U.S. Slightly Reduces Tariff on Moroccan Phosphate Giant OCP

– bySylvanus@Bladi · 2 min read
U.S. Slightly Reduces Tariff on Moroccan Phosphate Giant OCP

The United States has revised the countervailing duty rate imposed on the Moroccan giant, OCP, "for alleged subsidies".

16.60%. This is the new countervailing duty rate that the United States imposes on the Moroccan giant, OCP, "for alleged subsidies", including the provision of mining rights at a cost lower than their actual value. In other words, importers of phosphate fertilizers produced by OCP in the United States will have to pay countervailing duties equivalent to 16.60% of the value of the imported goods. Previously, the rate was 16.81%. A rate applicable retroactively to exports to the United States since the year 2022 and also payable by U.S. Customs in the event of imports of phosphate fertilizers from today until 2026.

In setting the new rate, the U.S. Department of Commerce said it had "corrected an administrative error" in the final results of the administrative review of the countervailing duty order on phosphate fertilizers from Morocco. This correction concerns the calculation of the countervailing duties applied to OCP S.A., the main Moroccan producer. The identified error lay in the inadvertent exclusion of allocated debt costs in the calculation of OCP’s total cost of production, the department said in a statement.

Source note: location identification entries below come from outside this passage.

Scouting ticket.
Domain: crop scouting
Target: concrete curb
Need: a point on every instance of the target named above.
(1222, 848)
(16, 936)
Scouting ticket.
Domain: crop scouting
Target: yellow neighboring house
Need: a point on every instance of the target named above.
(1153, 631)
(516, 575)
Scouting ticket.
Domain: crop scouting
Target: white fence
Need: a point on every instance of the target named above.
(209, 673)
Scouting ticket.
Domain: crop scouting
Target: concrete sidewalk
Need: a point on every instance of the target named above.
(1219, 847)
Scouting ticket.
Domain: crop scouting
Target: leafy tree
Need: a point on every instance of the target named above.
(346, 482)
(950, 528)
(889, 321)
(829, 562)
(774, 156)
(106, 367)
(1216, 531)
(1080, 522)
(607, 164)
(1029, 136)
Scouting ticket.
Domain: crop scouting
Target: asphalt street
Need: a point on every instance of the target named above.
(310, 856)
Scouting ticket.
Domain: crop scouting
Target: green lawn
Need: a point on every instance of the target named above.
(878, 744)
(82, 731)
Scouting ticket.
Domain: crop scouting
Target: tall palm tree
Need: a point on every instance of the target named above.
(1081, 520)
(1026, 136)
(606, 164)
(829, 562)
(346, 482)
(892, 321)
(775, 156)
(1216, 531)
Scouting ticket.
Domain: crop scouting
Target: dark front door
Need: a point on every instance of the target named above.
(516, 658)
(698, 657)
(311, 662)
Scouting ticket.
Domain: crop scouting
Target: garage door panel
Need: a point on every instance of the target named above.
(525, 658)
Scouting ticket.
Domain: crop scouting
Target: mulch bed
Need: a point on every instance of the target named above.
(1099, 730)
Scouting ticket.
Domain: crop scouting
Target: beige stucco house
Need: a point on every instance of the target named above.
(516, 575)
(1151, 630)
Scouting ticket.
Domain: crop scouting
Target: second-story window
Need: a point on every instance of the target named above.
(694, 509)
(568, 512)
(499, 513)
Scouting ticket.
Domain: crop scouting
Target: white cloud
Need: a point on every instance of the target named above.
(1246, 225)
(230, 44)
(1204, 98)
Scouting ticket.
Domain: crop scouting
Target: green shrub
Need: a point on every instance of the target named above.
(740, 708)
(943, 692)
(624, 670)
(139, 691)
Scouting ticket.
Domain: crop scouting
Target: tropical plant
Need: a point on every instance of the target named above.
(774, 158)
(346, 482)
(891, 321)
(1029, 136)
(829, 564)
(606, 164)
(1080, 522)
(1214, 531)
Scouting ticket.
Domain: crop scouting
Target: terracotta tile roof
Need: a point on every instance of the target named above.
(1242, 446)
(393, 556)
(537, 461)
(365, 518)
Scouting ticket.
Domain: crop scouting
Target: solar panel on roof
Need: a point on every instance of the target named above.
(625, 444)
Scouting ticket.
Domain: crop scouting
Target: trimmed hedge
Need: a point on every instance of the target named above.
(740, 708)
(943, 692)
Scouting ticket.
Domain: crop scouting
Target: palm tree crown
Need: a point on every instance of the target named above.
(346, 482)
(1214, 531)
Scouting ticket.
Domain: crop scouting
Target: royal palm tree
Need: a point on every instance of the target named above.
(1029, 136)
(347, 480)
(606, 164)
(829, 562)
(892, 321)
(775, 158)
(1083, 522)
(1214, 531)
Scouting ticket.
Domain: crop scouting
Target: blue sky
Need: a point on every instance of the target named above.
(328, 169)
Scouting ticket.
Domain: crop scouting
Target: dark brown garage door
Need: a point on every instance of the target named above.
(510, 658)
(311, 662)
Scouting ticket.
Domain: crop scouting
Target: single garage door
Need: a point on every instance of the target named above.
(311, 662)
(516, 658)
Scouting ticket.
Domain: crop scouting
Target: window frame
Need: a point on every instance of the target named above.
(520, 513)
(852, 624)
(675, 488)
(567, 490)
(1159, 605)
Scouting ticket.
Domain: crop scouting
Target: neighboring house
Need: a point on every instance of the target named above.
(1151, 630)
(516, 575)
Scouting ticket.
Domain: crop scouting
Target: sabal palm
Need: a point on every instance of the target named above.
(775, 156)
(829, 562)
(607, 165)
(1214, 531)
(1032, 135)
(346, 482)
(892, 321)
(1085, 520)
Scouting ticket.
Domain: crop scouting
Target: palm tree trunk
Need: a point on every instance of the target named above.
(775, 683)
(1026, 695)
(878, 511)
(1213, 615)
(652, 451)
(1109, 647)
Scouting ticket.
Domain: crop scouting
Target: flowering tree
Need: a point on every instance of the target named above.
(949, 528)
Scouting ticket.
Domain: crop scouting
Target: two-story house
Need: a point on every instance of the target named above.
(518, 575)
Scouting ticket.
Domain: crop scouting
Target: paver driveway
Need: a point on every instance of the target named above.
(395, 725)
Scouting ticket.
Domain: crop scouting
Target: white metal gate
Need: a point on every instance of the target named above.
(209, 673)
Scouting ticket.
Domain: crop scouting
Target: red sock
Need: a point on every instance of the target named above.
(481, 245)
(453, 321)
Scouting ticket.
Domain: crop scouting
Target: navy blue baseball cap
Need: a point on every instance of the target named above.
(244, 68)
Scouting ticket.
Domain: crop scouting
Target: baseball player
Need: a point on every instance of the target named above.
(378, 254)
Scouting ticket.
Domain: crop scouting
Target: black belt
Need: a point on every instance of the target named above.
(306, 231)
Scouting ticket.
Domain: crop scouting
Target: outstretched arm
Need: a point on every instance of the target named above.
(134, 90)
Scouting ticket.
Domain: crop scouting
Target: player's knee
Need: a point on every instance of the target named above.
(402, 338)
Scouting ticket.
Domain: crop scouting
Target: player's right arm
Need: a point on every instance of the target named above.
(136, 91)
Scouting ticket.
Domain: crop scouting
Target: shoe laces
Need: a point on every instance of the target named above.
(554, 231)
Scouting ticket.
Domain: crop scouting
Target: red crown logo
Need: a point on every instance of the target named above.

This correction "is based on Section 751(h) of the Tariff Act of 1930 and regulation 19 CFR 351.224(e), which authorize the correction of ministerial errors, defined as calculation errors or administrative errors," it is specified. On November 12, OCP had identified two potential errors in the calculations of the final results initially published the same day. The Department of Commerce "rejected one of the considerations, considered to be a methodological choice. However, it recognized the second as a ministerial error justifying a revision".

Dissatisfied, OCP challenged the final results before the U.S. Court of International Trade. As a result, the U.S. Customs and Border Protection (CBP) will be instructed to suspend the liquidation of the entries concerned until the deadline (90 days after publication) for filing a statutory injunction request has expired.